Book in 3 Sentences
- Instead of listening to the vague cliché "follow your passion", you should first instead master rare and valuable skills, and then cash in those skills for the work you love.
- The craftsman mindset is crucial for building a meaningful career. It focuses on what you can offer the world, whereas following your passion focuses instead on what the world can offer you. First you adopt the craftsman mindset, then the passion will follow as you gain those rare and valuable skills.
- Avoid the trap of attempting to gain control over your career by pursuing an unsustainable idea. You can avoid this by making "little bets", where you make small executions that return concrete feedback. It's worth pursuing the mission if people take notice and are willing to pay you.
We've all heard the term "follow your passion", and that usually comes from people in successful positions. For example, in Steve Jobs' Stanford Commencement Address he spoke about the importance of having passion, which don't get me wrong is in theory correct. However, instead of listening to what he said in that speech, we should instead do what he did. Jobs was not as big of a tech wiz like Wozniak, but he occasionally dabbled into when it was necessary to make a quick buck as a teenager. So, I'm saying that relying on your passion to guide your career will result in disappointment. On the other hand, in the book 'Shoe Dog', Phil mentions the importance of having a passion for what you're doing. He portrayed this by not quitting during the dark days of Nike. In hindsight, what all them say is correct. Yes having a passion for what you're doing will result in huge returns when executed correctly, but I don't think anyone is suddenly born with a passion.
The core idea of the book is mastering valuable skills, then cashing in that "career capital" for work you love. Cal goes much deeper into this topic which I really enjoyed, he debunks the many myths of the "passion hypothesis" with statistical evidence. This is the first book I've read of his, and I really like his writing style.
So, in addition to finding the work you love, you must at some point use the "career capital" you've gained from being so good that they can't ignore you. This should be into traits that define great work or in other words, control over your life. Before we get into how to cash in the career capital, you might ask how we gain this career capital without any idea of what to do.
Well, Cal says that we need to adopt the "craftsman mindset". It essentially is acquired through the implementation of deliberate practice. The infamous theoretical physicist Richard Feynman took advantage of deliberate practice. He did it by going deep into important papers and mathematical concepts, until he could understand the material concretely. He had a modest level of intelligence growing up, but what differed him from others was his habit of being used to the strain. Obviously, nowadays there are millions of resources to learn pretty much anything you want without using too much brain capacity. Use the internet to your advantage, you can find what you need to learn for pretty much any topic.

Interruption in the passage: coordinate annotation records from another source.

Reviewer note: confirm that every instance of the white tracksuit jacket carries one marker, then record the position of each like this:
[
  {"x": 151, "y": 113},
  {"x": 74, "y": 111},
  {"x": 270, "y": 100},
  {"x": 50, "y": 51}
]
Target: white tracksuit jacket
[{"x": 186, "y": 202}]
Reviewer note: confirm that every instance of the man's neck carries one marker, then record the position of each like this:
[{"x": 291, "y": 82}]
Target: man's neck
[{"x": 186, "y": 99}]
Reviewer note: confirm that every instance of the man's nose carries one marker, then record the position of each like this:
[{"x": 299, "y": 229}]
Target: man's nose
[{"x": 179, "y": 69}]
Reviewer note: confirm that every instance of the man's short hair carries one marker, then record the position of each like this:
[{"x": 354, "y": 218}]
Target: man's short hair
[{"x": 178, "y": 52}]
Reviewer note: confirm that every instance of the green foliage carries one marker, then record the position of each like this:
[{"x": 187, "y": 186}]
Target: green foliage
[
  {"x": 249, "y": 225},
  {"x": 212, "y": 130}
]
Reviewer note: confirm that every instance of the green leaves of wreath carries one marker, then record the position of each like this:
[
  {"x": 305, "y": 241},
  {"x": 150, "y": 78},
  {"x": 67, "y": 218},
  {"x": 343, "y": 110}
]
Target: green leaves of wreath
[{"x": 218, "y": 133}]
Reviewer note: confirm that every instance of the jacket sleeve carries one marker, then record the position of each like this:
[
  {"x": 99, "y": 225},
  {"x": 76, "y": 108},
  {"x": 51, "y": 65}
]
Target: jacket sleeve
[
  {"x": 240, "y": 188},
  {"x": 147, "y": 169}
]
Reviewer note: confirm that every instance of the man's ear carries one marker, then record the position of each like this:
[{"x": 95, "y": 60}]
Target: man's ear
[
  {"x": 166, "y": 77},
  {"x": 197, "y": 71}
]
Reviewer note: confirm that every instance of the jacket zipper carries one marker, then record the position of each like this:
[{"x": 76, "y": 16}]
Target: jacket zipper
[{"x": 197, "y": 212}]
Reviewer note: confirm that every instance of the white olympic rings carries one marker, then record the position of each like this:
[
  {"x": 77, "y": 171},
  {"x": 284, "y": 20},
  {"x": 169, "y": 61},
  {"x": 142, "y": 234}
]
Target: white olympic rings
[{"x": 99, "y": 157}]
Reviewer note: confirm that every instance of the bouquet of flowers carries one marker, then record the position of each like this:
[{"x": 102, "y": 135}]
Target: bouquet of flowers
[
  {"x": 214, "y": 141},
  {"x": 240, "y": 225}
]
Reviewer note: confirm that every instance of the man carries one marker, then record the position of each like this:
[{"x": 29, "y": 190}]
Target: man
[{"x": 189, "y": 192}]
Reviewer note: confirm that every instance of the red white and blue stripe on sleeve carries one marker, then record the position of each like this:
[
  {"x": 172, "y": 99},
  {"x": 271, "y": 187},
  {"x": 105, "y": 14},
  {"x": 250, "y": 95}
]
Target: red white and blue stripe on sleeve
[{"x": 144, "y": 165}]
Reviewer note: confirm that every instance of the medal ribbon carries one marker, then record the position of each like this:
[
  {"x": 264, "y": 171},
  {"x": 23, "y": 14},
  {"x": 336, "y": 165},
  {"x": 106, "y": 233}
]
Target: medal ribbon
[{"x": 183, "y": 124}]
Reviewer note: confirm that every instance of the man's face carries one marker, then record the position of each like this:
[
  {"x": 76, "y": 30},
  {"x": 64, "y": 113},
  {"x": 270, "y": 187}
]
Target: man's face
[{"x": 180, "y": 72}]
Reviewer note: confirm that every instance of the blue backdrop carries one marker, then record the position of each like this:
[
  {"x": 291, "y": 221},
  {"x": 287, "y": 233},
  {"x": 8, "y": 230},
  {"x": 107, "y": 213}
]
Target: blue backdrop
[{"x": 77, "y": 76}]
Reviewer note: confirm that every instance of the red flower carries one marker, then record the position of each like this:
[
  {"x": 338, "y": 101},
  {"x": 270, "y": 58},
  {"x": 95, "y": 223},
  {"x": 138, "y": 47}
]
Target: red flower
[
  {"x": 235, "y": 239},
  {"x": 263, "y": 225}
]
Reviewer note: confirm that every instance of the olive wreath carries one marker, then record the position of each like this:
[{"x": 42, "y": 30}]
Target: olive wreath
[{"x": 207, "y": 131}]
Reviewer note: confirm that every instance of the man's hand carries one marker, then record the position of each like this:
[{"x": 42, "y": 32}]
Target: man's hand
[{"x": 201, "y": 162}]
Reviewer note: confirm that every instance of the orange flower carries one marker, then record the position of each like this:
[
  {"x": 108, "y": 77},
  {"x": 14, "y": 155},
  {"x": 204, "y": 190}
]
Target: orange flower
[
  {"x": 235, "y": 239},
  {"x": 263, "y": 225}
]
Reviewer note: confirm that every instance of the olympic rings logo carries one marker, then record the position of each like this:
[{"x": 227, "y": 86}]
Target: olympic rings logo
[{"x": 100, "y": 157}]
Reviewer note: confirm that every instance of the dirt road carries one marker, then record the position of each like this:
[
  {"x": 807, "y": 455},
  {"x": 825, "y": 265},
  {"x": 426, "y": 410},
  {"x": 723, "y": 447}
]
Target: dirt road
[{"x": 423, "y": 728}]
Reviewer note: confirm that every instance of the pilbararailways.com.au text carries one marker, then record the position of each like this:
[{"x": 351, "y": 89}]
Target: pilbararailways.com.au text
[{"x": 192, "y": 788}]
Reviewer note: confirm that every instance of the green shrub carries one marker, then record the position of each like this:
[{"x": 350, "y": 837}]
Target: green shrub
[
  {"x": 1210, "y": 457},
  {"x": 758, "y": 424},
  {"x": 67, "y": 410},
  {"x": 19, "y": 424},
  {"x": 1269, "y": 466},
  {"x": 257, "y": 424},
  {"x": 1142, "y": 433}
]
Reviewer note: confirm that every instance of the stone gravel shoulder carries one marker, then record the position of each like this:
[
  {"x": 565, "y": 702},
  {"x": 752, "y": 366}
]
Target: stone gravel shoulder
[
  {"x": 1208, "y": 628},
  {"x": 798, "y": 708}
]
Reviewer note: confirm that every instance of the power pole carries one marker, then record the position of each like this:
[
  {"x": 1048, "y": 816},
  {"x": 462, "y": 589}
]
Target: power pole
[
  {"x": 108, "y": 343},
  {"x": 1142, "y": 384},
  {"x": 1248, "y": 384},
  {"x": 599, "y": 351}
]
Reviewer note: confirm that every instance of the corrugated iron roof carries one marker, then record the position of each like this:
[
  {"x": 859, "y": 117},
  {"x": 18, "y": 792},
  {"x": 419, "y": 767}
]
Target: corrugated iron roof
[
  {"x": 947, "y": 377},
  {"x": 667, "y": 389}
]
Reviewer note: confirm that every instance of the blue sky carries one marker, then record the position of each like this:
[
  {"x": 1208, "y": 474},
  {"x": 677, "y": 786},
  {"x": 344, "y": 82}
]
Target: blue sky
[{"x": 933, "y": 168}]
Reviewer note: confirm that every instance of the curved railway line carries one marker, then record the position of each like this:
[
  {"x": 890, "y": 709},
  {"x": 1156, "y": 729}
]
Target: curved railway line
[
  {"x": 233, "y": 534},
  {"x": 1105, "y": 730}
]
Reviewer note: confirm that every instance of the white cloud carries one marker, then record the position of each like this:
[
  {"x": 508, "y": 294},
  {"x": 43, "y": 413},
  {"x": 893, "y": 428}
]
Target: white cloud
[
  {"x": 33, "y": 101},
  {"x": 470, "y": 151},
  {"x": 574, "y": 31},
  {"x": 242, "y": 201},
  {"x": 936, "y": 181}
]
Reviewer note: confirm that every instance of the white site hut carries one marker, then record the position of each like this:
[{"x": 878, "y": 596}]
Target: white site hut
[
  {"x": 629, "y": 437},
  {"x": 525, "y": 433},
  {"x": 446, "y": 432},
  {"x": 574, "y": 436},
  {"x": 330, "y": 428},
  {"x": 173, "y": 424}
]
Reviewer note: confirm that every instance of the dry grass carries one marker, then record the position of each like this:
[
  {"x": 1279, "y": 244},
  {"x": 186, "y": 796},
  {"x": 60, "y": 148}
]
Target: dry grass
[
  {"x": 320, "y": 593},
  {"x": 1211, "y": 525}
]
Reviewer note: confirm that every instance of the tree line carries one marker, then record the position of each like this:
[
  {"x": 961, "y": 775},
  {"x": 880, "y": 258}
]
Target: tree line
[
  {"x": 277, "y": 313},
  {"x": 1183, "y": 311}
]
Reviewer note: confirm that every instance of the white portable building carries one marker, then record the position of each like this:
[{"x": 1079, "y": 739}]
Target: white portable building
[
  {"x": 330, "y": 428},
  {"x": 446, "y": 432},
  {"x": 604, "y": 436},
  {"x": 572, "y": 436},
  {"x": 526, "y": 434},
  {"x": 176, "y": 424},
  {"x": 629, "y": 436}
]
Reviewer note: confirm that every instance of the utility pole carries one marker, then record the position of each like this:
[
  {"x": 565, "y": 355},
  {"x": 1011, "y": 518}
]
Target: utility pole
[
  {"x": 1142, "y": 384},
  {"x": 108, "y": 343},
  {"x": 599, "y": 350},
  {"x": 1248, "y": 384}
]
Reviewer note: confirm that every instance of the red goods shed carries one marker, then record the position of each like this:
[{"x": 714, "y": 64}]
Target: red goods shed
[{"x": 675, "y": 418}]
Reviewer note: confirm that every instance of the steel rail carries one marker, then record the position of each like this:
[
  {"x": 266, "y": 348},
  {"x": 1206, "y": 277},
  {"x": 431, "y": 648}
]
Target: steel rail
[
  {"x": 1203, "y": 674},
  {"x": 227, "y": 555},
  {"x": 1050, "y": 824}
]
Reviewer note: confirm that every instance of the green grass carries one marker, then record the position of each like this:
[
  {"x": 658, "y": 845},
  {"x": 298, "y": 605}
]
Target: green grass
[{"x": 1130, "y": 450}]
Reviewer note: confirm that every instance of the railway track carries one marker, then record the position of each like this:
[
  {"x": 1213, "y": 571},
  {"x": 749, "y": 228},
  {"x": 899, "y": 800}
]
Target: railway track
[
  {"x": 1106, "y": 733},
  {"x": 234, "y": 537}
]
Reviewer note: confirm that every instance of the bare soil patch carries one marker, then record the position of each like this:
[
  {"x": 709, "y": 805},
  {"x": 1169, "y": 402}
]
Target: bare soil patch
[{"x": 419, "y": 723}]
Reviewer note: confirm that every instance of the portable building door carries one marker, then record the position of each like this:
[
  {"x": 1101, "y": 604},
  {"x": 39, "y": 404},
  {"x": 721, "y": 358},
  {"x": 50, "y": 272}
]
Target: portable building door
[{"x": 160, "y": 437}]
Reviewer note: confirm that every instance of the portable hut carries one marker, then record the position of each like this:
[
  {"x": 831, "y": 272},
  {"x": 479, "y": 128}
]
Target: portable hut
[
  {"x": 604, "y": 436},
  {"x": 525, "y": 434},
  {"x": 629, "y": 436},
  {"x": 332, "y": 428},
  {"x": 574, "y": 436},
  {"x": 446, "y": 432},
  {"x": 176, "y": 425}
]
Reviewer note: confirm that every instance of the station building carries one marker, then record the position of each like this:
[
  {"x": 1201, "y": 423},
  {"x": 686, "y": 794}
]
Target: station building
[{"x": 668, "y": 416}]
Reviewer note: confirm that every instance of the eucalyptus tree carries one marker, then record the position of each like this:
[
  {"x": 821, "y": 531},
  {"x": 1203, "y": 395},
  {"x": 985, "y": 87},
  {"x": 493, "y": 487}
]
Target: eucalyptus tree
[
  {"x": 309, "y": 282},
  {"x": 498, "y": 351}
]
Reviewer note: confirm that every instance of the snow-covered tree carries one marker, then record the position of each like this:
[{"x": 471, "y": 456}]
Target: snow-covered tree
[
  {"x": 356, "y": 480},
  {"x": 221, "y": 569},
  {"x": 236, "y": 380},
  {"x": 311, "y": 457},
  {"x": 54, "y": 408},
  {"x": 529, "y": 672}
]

The biggest trap a lot of people fall into is attempting to gain control without having any career capital to cash in. There are many examples in the book, but a modern example are those "lifestyle influencers". What we see with these influencers is they have all the autonomy in the world, enjoying their life and posting it for others to see. But what we don't see is their frustration of not having any means to support their unconventional lifestyles. You don't want to end up in that situation where you can't even afford your next meal but put yourself blind to it.
Who Should Read It?
As this book is more catered to landing a successful career, new grads are going to gain the most value from it. But, that doesn't mean people already in their career shouldn't read it. I find that from what I've read, you might already be in the position of being good at your work, but have limited control over what to do next. On the other hand, a new graduate with no idea what to do would follow the "passion hypothesis" and end up in regret obtaining a degree with no use. Obviously, what I'm saying is by no means correct, but thats the best audience I can frame this book for as it fits perfectly for them. If you're someone my age and just turning 18, it wouldn't hurt to read this book as well.
How It Impacted Me
- Reframed the term "follow your passion" into pursuing something you've become good at, instead of diving head first into something you love but has no prospects.
- Focused now on becoming truly great at some skills to offer people, instead of expecting people to pay me because I love what I do with no real purpose.
- Embraced having my brain "melting" when learning new stuff. For example I've been getting into Deep Learning topics like AI, but has been really difficult trying to grasp the technical concepts. After a while I've started to get a much better understanding of the benefits and limitations of AI instead of just following the buzzwords.
- When I do end up working in a company, I'll be aware of trying to have the best possible control over my career. I don't want to have employers convincing me to invest the career capital back into their company. This would result in me gaining more money and prestige, instead of the control I'm aiming for.
Telling someone to “follow their passion” is not just an act of innocent optimism, but potentially the foundation for a career riddled with confusion and angst.
If you’re not uncomfortable, then you’re probably stuck at an 'acceptable level.'
In other words, in most jobs you should expect your employer to resist your move toward more control; they have every incentive to try to convince you to reinvest your career capital back into your career at their company, obtaining more money and prestige instead of more control, and this can be a hard argument to resist
If you’re not in control of your career, it can chew you up and spit you out.
Working right trumps finding the right work.